To clarify, for mask git, they have the transformer weights for both but I think the main change from mask git to muse is that in both transformers, a text encoder was added and for the super res one, the lower dim tokens are added. So will prob need tuning
But will prob switch to paella stuff in the end
Do you think you can help to improve the training script we have so we can use the weights from google as you mentioned and train the base transformer as well as the super res with it? As of right now I can't train them with the script we have, we might also have to add a cli argument to be able to load the weights from google so we don't have to hard code them, right now there are just a few weights but it might change in the future so its better to think long term.
@ZeroCool940711 yup for sure! Oh and btw I'm Chad Kensington on discord
will make prs within the week
Sure, take your time with the PR, and nice to know that's your username there, I was wondering how to contact you to not spam this issue too much, so, let's continue discussing this on discord and just talk about necessary stuff here on this issue, hopefully the next message we share here is a link to a proper trained model or weight that others can use :)
Sounds good!
In case anyone want to check it out, I have been trying to train Muse for a couple of days now and I will be uploading the weights I get overtime to Huggingface and keeping them in this repo, so far I have trained the first VAE for 365K steps on the INE dataset and using a training script I put together based on the readme.md on this repo. The script can be found on my fork of lucidrains repo which you can find here, it still needs a lot of work but as I said you can use it to train the first VAE, the other parts of the script are still broken or not done correctly so I would appreciate any help with it as I still dont understand properly how I should be training the Base and Super Resolution VAEs, I'm pretty sure I am missing the training loop for them but not sure where to put it or how to go about it. I hope someone finds this helpful :
when i try and load the maskgit checkpoint i get a load of errors, first few are shown below. am i doing something wrong?
base_maskgit = MaskGit(
vae = vae, # vqgan vae
transformer = transformer, # transformer
image_size = 128, # image size
cond_drop_prob = 0.25, # conditional dropout, for classifier free guidance
).cuda()
base_maskgit.load('./maskgit.3461001.pt')

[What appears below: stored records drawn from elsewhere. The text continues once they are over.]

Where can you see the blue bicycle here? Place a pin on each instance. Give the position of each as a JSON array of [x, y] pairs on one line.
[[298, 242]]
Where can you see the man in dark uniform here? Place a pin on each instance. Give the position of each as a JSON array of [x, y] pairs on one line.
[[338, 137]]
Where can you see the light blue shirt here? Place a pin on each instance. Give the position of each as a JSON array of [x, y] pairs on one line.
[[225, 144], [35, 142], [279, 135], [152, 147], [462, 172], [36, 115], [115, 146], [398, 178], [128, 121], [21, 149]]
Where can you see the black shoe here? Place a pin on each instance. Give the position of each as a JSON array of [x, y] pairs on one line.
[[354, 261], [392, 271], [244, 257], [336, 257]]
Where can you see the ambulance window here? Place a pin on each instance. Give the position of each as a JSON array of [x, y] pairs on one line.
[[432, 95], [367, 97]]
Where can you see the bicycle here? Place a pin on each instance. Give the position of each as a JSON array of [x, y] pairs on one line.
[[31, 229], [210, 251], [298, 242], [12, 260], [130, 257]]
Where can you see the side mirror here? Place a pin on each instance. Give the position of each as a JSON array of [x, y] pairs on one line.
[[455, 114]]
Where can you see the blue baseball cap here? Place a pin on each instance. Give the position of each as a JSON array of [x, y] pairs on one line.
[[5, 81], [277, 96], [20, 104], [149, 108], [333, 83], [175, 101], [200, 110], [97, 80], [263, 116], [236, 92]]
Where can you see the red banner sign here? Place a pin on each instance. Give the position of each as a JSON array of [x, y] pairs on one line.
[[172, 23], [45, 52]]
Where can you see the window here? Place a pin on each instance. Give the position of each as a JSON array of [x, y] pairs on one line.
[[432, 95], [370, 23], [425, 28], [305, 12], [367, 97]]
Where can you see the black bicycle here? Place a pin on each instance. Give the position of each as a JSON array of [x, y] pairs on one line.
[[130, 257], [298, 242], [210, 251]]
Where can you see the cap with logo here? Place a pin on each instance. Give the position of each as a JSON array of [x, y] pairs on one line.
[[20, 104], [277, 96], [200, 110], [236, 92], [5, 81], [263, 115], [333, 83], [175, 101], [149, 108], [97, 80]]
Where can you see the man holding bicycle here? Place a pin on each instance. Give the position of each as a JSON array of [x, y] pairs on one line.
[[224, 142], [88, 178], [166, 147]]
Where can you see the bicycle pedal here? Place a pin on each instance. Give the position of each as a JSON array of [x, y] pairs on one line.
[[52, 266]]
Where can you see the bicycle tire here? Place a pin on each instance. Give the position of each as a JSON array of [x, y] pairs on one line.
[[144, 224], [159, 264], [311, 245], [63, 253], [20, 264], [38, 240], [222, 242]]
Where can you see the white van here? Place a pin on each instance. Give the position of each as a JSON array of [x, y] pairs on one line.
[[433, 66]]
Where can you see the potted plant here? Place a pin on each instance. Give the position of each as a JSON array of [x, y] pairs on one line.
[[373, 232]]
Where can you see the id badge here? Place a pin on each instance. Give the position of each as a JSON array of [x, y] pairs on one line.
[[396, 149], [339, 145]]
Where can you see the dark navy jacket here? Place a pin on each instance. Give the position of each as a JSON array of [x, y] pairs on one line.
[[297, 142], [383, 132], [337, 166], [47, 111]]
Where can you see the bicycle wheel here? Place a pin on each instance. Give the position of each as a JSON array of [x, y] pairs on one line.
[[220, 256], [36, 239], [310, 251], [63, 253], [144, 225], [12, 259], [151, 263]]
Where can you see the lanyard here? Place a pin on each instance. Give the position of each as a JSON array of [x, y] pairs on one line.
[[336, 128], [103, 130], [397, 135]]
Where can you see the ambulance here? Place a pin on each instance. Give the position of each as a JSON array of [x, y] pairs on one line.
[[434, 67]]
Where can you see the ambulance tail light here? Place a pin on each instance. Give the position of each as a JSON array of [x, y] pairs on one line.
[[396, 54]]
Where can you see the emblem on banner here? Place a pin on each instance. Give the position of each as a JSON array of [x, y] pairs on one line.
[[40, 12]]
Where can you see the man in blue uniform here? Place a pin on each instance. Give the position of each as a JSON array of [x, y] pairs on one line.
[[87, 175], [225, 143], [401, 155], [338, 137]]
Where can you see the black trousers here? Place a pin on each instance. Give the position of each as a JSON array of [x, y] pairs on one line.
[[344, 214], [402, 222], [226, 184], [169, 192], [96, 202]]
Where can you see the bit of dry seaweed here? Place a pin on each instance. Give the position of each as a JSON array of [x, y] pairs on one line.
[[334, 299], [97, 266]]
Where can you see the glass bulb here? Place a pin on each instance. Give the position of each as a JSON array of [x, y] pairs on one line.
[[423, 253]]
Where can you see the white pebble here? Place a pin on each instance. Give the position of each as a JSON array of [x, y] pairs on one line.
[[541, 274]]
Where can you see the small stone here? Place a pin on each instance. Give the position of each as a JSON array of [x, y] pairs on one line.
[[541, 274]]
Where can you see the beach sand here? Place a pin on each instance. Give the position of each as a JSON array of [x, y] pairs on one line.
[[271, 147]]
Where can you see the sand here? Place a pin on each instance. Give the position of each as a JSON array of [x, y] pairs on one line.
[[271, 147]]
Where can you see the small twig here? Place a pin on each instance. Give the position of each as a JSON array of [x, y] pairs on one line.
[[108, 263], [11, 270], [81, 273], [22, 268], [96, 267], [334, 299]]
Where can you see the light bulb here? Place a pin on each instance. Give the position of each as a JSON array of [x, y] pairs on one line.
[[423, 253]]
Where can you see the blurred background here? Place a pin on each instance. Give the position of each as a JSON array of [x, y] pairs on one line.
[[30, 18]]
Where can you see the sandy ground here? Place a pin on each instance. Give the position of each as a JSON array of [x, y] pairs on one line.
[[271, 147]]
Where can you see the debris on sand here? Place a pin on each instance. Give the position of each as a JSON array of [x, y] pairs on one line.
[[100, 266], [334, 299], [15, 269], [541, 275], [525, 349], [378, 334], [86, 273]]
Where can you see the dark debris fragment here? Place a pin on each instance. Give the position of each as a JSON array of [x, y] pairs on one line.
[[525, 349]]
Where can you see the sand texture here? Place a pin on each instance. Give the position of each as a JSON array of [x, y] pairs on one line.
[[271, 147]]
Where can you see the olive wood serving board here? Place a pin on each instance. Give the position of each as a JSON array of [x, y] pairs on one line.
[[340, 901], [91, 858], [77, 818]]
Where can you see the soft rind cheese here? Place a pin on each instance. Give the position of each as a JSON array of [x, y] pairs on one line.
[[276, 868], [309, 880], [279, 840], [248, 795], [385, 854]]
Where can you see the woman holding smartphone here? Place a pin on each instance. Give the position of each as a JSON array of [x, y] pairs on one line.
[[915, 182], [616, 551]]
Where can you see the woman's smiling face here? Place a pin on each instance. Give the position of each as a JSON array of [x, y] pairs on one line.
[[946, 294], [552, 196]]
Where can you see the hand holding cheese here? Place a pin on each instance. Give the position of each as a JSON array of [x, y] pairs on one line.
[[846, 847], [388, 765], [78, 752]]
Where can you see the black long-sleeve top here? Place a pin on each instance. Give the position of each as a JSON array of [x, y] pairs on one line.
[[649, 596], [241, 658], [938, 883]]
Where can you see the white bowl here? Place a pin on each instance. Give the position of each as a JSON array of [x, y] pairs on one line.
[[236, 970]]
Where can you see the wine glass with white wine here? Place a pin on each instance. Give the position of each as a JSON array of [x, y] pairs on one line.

_Missing key(s) in state_dict: "transformer.transformer_blocks.layers.2.0.null_kv", "transformer.transformer_blocks.layers.2.0.q_scale", "transformer.transformer_blocks.layers.2.0.k_scale", "transformer.transformer_blocks.layers.2.0.norm.gamma", "transformer.transformer_blocks.layers.2.0.norm.beta", "transformer.transformer_blocks.layers.2.0.toq.weight",
Hi any chance you'll upload any trained weights? Really want to try this out. It looks amazing!